Log Message: |
Make mailer.py work properly with Python 3, and drop Python 2 support.
Most of the changes deal with the handling of binary data vs Python strings.
I've made sure that mailer.py will work in a UTF-8 environment. In general,
UTF-8 is recommended for hook scripts. See the SVNUseUTF8 mod_dav_svn option.
Environments using other encodings may not work as expected, but those will
be problematic for hook scripts in general. SVN repositories store internal
data such as paths in UTF-8. Our Python3 bindings do not deal with encoding
or decoding of such data, and thus need to work with raw UTF-8 strings, not
Python strings.
The encoding of file and property contents is not guaranteed to be UTF-8.
This was already a problem before this change. This hook script sends email
with a content type header specifying the UTF-8 encoding. Diffs which contain
non-UTF-8 text will most likely not render properly when viewed in an email
reader. At least this problem is now obvious in mailer.py's implementation,
since all unidiff text is now written out directly as binary data.
As an additional fix, iterate file groups in sorted order. This results in
stable output and makes test cases in our tests/ subdirectory reproducible.
Tested with Python 3.7.5 which is the version I use in my SVN development
setup at present. Tests with newer versions are welcome.
* tools/hook-scripts/mailer/mailer.py:
Drop Python2-specific includes. Adjust includes as per 2to3.
(main): Decode arguments from UTF-8 to string.
(OutputBase:write): Encode string to UTF-8 and pass to write_binary().
OutputBase implementations now need to provide a self.write_binary
member which implements a write() method for binary data.
(MailedOutput): email.Header package is gone, use email.header instead,
and likewise replace use of email.Utils with email.utils
(SMTPOutput): Provide self.write_binary in terms of a BytesIO() object.
We cannot use StringIO since diffs may contain data in arbitrary encodings.
(StandardOutput): Provide self.write_binary in terms of stdout.buffer.
(PipeOutput): Provide self.write_binary in terms of pipe.stdin.
(Commit): Decode log message and paths from UTF-8 to string, and iterate
path groups from mailer.conf in sorted order.
(Lock): Decode directory entries from UTF-8 to string. Encode paths back
to UTF-8 when we ask libsvn_fs for a lock on a path.
Iterate path groups from mailer.conf in sorted order.
(DiffGenerator): Decode repository paths from UTF-8 to string.
(TextCommitRenderer): Decode author, log message, and path from UTF-8 to
string. Write diff data via write_binary, bypassing the re-encoding step.

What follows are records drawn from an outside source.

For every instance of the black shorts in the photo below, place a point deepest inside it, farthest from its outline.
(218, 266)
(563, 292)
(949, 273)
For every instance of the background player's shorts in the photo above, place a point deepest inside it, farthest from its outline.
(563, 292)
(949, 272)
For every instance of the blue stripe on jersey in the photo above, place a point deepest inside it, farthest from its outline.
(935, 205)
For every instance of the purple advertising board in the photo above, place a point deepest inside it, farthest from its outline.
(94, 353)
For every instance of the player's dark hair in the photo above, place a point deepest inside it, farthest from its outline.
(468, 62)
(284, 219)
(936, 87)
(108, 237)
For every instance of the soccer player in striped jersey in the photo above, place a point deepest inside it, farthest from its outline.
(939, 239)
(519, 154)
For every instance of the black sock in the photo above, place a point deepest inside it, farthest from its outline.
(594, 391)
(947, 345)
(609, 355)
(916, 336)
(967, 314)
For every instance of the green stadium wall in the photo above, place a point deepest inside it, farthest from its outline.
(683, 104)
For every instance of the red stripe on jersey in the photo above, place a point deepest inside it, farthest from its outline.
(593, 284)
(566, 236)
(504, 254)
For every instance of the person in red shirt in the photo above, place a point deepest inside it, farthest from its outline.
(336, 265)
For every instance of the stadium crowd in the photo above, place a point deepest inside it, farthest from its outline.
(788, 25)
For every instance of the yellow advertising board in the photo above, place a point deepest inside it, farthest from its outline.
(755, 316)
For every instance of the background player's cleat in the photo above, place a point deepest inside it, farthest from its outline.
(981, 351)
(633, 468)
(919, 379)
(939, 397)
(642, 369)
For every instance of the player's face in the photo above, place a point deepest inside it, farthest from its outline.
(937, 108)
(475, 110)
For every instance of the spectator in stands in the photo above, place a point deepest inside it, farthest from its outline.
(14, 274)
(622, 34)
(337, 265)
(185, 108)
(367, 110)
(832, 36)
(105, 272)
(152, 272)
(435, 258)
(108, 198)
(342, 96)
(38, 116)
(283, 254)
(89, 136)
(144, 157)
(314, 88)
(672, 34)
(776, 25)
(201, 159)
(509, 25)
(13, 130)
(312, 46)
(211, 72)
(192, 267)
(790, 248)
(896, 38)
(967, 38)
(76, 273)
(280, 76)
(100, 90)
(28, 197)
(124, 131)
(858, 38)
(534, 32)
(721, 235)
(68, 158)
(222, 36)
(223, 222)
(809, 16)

(Config): Decode paths from UTF-8 to string before matching them against
regular expressions. Also decode the repository directory path from UTF-8.
* tools/hook-scripts/mailer/tests/mailer-t1.output: Adjust expected output.
File groups are now provided in stable sorted order. This should fix
spurious test failures in the future.
* tools/hook-scripts/mailer/tests/mailer-tweak.py: Drop L suffix from long
integers and pass binary data instead of strings into libsvn_fs.
|